Por otra parte, las reuniones entre mandatarios han favorecido una comunicación más directa y además, han propiciado echar a andar mecanismos novedosos para la solución de problemas, así como los paralelos más concretos, con objetivos específicos y puntuales inaplazables, que dan cuenta de la importancia que este foro ha cobrado en pro de objetivos comunes alejados de la simple y protocolaria retórica, que no es lo único que campea en la Cumbre de turno como a veces se reclama.
Crisis políticas de última hora no han sido resueltas con anterioridad y Estoril no fue la excepción: La aprensión de Pinochet, el 11 de septiembre, las crisis venezolana o argentina pasaron de ellas. Acaso no era función de las cumbres el resolverlas. O quizá es necesario crear un mecanismo más eficaz dentro de su margen de acción, que induzca, favorezca o propicie de manera abierta a un mayor compromiso para solventar esas crisis regionales, de las que nadie está exento.
Así pues, la versión portuguesa no ha dejado de lado el tema hondureño (galimatías que sólo Dios entiende a cabalidad a estas alturas) y no hay razones para que en Estoril le resolvieran las cosas a Honduras. Eso deben resolverlo los hondureños.

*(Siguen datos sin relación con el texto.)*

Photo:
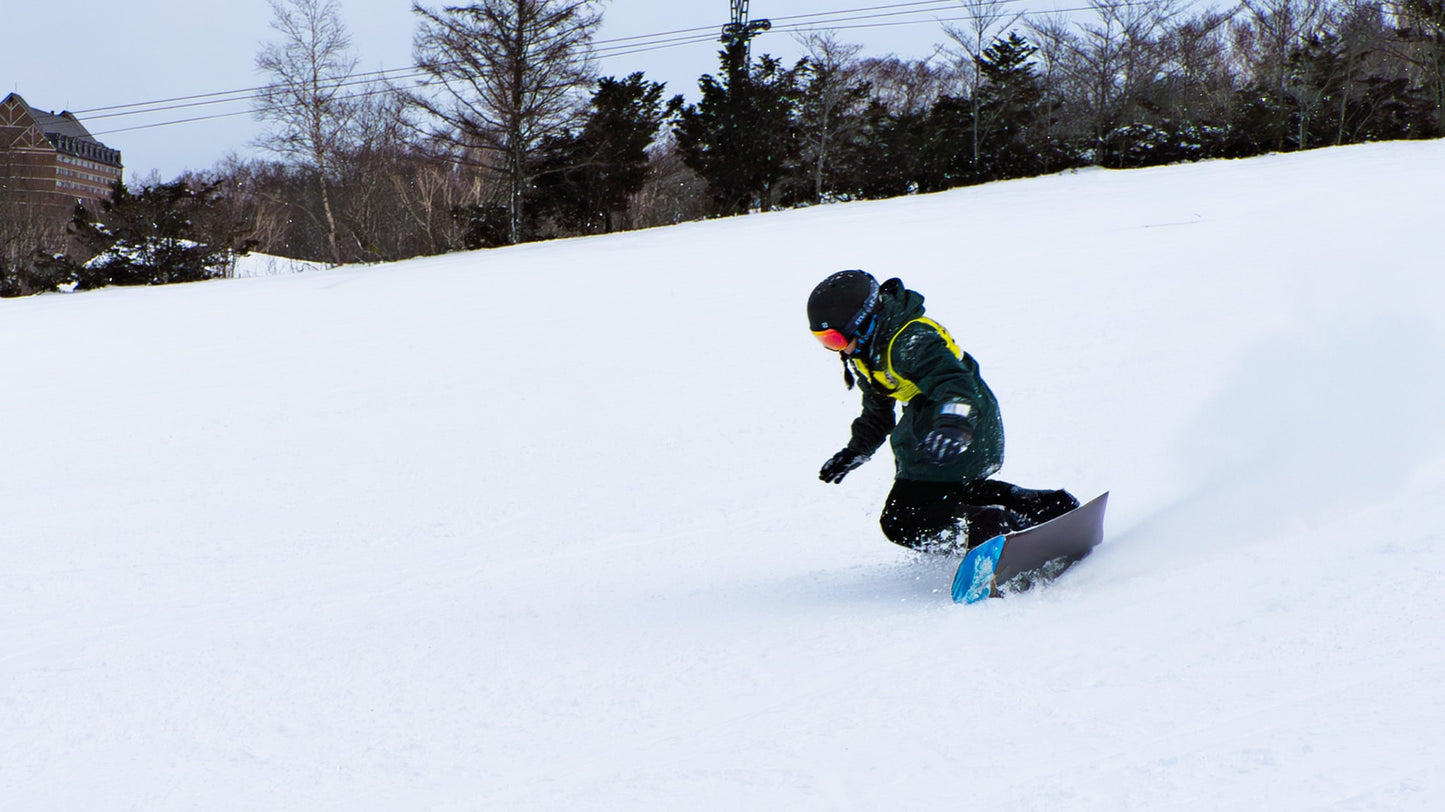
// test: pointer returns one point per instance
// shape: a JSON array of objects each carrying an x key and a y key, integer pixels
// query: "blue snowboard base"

Mirando la página de la Secretaría General Iberoamericana, podemos ver una gama de documentos importantes aprobados en este foro recientemente concluido. A saber: La declaración de Lisboa o un pronunciamiento sobre el caso hondureño. En el primer caso se pone el acento en acciones concretas que debemos celebrar. Temas de integración, educación, tecnología y otros están sobre la mesa.
El foro iberoamericano ha cobrado una importancia notable. Iberoamérica ha recorrido un camino gigantesco para llegar a constituirlo. Es obligación de los gobernantes impulsarlo y crear en su seno los beneficios regionales que avalen su eficacia y pertinencia.